AKS: What was the outcome of the conference?
AMO: We built a consensus and when finally we were going to have that motion on it, it was moved by the Majority Leader and seconded by the Minority Leader so it was a matter of the style of the Speaker and his position and the strategy adopted for everyone to understand. In fact, we even had a media day on it so that members of the media would understand and also propagate it.
AKS: So indirectly, you initiated it through research and then when the opportunity came for instance, the private members bill, you pushed it through. So based on your recommendations at your lecture, what happens to the Professor Fiadjoe Constitutional Reform Commission’s report?
AMO: It is a very useful report because a lot of work was done on it. Knowledge is a continuum. Experience continues to rehearse itself. And that’s when experience becomes very important. The work we are going to do at the centre and what other well-meaning people will also add to it should be by way of a typical constitutional commission, neutral of both sides. NDC is there, NPP is there, CPP is there, experts are there and then we can put these things together and see whether there are areas that we want to reform.
AKS: Are you suggesting the 1992 Constitution is not a good document or served us well?

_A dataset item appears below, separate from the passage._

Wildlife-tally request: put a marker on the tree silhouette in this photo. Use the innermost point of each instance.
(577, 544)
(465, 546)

AMO: It’s a very good document. It has after all served us well all this time from 1993 and after all, it was also borrowed from the 1969 constitution, 1979 constitution about matters again relating to human rights which was incorporated. That alone is a big heritage to be kept for us. So we cannot throw the baby out with the bathwater at all. It’s a good document, largely speaking. We can tighten the screws and make it work better for us.

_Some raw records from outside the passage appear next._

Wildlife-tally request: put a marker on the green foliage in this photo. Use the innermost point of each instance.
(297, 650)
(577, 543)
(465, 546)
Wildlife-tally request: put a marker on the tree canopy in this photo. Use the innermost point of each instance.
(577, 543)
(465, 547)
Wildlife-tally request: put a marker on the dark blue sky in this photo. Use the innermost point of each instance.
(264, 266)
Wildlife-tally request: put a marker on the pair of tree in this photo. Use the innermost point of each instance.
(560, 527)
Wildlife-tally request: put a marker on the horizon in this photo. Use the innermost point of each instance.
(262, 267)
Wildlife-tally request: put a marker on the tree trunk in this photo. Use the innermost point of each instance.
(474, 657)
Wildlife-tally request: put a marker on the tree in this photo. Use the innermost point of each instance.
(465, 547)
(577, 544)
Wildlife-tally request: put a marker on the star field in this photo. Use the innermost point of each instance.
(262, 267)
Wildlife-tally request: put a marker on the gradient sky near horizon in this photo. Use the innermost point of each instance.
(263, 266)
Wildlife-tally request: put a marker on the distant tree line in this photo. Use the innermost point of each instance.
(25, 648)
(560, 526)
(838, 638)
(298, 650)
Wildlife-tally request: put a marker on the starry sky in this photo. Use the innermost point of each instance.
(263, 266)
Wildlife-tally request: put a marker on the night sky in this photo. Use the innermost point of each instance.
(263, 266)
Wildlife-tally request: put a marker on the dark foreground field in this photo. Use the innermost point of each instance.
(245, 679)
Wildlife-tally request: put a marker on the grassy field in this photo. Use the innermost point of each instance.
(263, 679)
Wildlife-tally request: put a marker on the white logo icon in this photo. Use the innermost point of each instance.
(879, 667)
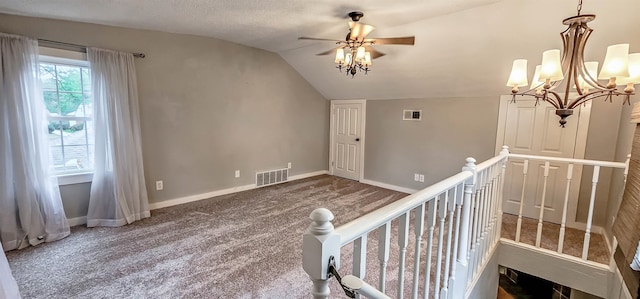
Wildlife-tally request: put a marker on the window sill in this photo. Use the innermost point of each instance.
(76, 178)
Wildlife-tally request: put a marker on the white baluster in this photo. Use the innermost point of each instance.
(383, 252)
(418, 230)
(525, 169)
(447, 264)
(626, 168)
(360, 257)
(403, 236)
(544, 194)
(500, 202)
(442, 215)
(458, 286)
(587, 233)
(431, 222)
(474, 231)
(564, 207)
(459, 197)
(319, 242)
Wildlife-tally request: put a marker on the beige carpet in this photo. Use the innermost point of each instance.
(243, 245)
(573, 238)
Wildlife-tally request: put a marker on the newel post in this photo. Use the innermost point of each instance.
(319, 242)
(459, 284)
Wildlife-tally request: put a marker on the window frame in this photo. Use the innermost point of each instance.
(76, 59)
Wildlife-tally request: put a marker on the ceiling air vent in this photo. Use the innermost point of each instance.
(272, 177)
(411, 114)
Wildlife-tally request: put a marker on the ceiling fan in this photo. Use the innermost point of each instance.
(356, 51)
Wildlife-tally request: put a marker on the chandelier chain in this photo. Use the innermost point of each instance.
(579, 6)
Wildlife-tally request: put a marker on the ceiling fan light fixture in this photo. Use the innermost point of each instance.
(339, 56)
(367, 59)
(356, 52)
(360, 54)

AKS: Talking about your proposals for instance, what the centre is going to do and the need to bring in experts or people from all the political divide to come together to form more or less a constitutional reform commission as you are suggesting. What if the government of the day decides that it wouldn’t go by your recommendations and the rests? So, what do you suggest to deal with this?
AMO: When it comes to the constitution, it’s beyond the government. It is not like one of those commission of inquiry and that is why when President John Evans Atta Mills issued a white paper on the Fiadjoe commission report, he really did it a lot of harm. A constitutional Commission is a different ball game and we must appreciate that. I’ll look at it in terms of what happened for example, with regard to the Transition law we have in Ghana. Transition Act. It was actually a work done at the Institute of Economic Affairs (IEA). I was one of the consultants on it with Prof. Kwamena Ahwoi on the other side. NDC man, me NPP man and we did an academic work. It was accepted by both sides and then the bill that we had drafted, etc. and we got other experts in drafting to help in the process was accepted by both sides and it became the transition act.
AKS: Thank you Right Honourable.
AMO: I am also grateful for the opportunity for this interview.